Many papers use likelihood-based methods, such as the Akaike information criterion or Bayesian information criterion to choose the best models (Bermúdez and Karlis 2011; Shi 2016; Tang, Xiang, and Zhu 2014; Yip and Yau 2005). Others use prediction error metrics, such as mean squared or median absolute prediction error, or the Gini index (e.g., Frees, Meyers, and Cummings 2014; Guelman 2012). Still others use both (e.g., Klein et al. 2014). Our market-based model selection method provides additional information to help answer the questions of which model is best and how much better it is.
In the next section, we outline market-based model selection and the other comparable metrics. In Section 3, we describe our data. In Section 4, we outline the predictive models that we use for comparison. In Section 5, we detail the results of our analysis. In Section 6, we conclude and discuss limitations and next steps.
2. Market-Based Model Selection Metric
The main contribution of this paper is a market-based model selection metric. Imagine that each of the candidate models is an insurance provider. Each of the pure premium predictions is the price the provider offers for each policy. The company with the lowest price earns the policy.
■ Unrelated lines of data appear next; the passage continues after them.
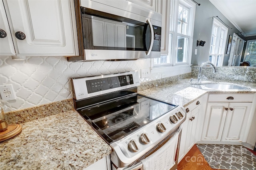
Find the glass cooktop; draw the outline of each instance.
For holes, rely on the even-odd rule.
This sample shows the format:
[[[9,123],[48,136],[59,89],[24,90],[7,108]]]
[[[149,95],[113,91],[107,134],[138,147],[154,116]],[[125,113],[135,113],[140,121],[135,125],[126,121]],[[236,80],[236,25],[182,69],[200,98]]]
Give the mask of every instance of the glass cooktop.
[[[177,106],[136,94],[77,111],[110,144]]]

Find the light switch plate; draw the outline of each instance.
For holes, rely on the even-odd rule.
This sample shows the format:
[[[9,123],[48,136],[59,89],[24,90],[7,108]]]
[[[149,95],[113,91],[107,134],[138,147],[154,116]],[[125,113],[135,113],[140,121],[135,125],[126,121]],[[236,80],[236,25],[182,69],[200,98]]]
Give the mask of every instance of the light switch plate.
[[[141,77],[144,78],[147,77],[150,77],[150,70],[149,68],[147,69],[143,69],[140,70],[141,73]]]
[[[16,100],[12,85],[0,85],[0,94],[3,100],[10,101]]]

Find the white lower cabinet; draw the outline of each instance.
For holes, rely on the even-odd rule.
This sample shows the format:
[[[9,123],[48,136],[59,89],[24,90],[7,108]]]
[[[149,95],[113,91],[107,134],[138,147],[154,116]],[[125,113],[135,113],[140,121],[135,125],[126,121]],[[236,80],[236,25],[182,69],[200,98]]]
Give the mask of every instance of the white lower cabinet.
[[[111,170],[110,159],[108,155],[86,167],[84,170]]]
[[[182,130],[179,152],[179,162],[197,142],[198,133],[198,129],[200,128],[198,121],[200,120],[202,105],[201,99],[194,102],[186,108],[187,118],[182,124]]]
[[[222,141],[242,142],[252,104],[251,103],[230,103]]]
[[[232,100],[235,98],[238,97]],[[242,142],[252,105],[251,102],[208,102],[202,141]]]

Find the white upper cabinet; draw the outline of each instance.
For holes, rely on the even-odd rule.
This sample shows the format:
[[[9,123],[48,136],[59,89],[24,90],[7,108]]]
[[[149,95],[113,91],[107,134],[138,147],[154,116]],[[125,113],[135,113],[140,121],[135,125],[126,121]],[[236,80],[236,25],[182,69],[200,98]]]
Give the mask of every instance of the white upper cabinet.
[[[2,1],[0,1],[0,54],[15,55],[12,35]]]
[[[156,11],[156,0],[126,0],[140,6]]]
[[[74,7],[70,0],[3,2],[17,56],[76,55]]]

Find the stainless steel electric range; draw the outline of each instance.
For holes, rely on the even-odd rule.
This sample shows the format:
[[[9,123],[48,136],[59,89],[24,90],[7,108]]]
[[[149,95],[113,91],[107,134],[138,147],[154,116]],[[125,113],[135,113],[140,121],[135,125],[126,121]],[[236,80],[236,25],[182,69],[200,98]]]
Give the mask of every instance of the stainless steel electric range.
[[[76,110],[112,148],[112,170],[146,169],[150,159],[176,169],[184,107],[138,94],[138,71],[72,81]]]

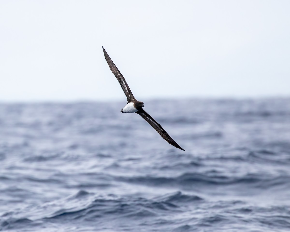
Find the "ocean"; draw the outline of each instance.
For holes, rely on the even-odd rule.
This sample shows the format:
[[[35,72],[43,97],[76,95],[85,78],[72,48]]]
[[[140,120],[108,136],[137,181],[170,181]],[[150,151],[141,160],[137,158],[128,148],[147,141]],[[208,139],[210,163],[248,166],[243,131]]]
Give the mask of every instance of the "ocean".
[[[290,231],[290,99],[0,104],[0,231]]]

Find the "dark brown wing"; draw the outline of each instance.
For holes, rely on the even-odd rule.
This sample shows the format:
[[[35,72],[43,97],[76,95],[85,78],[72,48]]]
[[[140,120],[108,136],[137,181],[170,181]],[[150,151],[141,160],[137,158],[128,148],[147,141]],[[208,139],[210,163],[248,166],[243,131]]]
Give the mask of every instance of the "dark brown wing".
[[[165,131],[160,124],[154,120],[153,118],[148,115],[147,113],[143,109],[139,110],[136,112],[141,116],[146,122],[150,124],[158,133],[168,143],[175,147],[179,148],[184,151],[185,150],[176,143],[176,142],[172,139],[172,138]]]
[[[112,72],[113,73],[113,74],[115,75],[115,76],[116,77],[118,81],[119,82],[119,83],[120,83],[125,95],[127,97],[127,100],[128,101],[128,102],[131,102],[133,100],[135,100],[135,98],[133,95],[132,92],[130,90],[130,88],[128,86],[128,84],[127,84],[126,81],[125,80],[125,79],[124,78],[123,75],[120,72],[120,71],[115,65],[115,64],[114,63],[111,58],[110,58],[110,57],[109,56],[109,55],[107,53],[107,52],[104,48],[104,47],[102,46],[102,47],[103,48],[103,50],[104,52],[104,55],[105,55],[105,58],[107,61],[107,63],[109,65],[109,67],[110,67]]]

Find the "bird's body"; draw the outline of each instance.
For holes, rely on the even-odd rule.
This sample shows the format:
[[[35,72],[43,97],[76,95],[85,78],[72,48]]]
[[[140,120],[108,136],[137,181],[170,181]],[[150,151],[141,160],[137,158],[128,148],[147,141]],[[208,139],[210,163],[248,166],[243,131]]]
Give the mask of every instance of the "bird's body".
[[[139,115],[168,143],[175,147],[184,151],[172,139],[162,127],[143,109],[144,107],[144,103],[137,101],[134,97],[124,77],[110,58],[104,47],[103,50],[105,58],[111,71],[117,78],[127,98],[127,104],[121,110],[121,112],[122,113],[136,113]]]
[[[121,110],[121,112],[122,113],[136,113],[139,110],[134,107],[134,103],[130,102],[127,103],[127,104]]]

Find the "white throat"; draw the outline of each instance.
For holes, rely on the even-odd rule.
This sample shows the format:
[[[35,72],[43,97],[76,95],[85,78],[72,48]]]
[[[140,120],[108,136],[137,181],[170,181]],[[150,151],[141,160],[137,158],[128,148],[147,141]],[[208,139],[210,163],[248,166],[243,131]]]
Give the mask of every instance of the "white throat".
[[[134,107],[133,102],[129,102],[121,110],[121,112],[122,113],[135,113],[138,111],[138,110]]]

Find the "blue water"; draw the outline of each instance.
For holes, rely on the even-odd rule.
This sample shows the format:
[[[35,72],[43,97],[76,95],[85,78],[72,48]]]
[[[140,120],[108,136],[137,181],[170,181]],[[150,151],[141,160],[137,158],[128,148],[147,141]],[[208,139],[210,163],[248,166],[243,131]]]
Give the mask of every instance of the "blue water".
[[[0,230],[290,231],[290,99],[0,104]]]

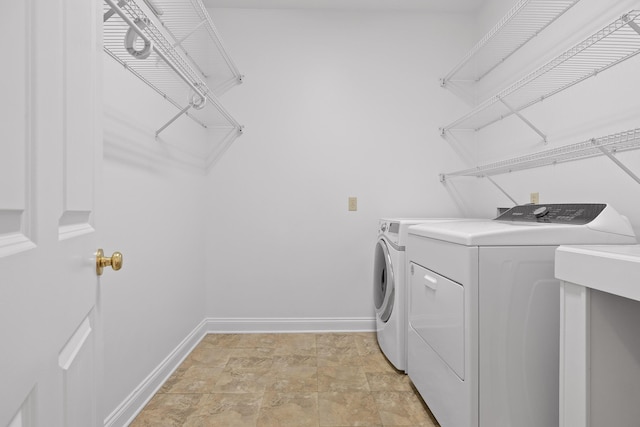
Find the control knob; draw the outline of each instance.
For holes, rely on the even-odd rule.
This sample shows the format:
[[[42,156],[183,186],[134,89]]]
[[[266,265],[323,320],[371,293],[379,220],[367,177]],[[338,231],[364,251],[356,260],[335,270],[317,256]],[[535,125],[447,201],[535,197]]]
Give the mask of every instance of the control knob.
[[[548,213],[549,213],[549,208],[546,206],[540,206],[538,209],[533,211],[533,214],[536,216],[536,218],[542,218]]]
We then compare market share and loss ratios for the providers to see which model best differentiates the good risks from the poor ones. For example, we compare five different models and their (cross-validated) predictions for a single observation:
Because Model 2 has the lowest prediction, it will get to write the policy. It receives 27 in premium and 24 in losses. All of the rest of the models are unaffected. This outcome does not depend on the actual earned premium for this policy in our data. This process is repeated for all of the observations. Then, to compare the models, we compute the loss ratio (total losses/total earned premium) and the market share (policies written by the model/total policies). This is also compared for each of the 100 iterations to understand the uncertainty.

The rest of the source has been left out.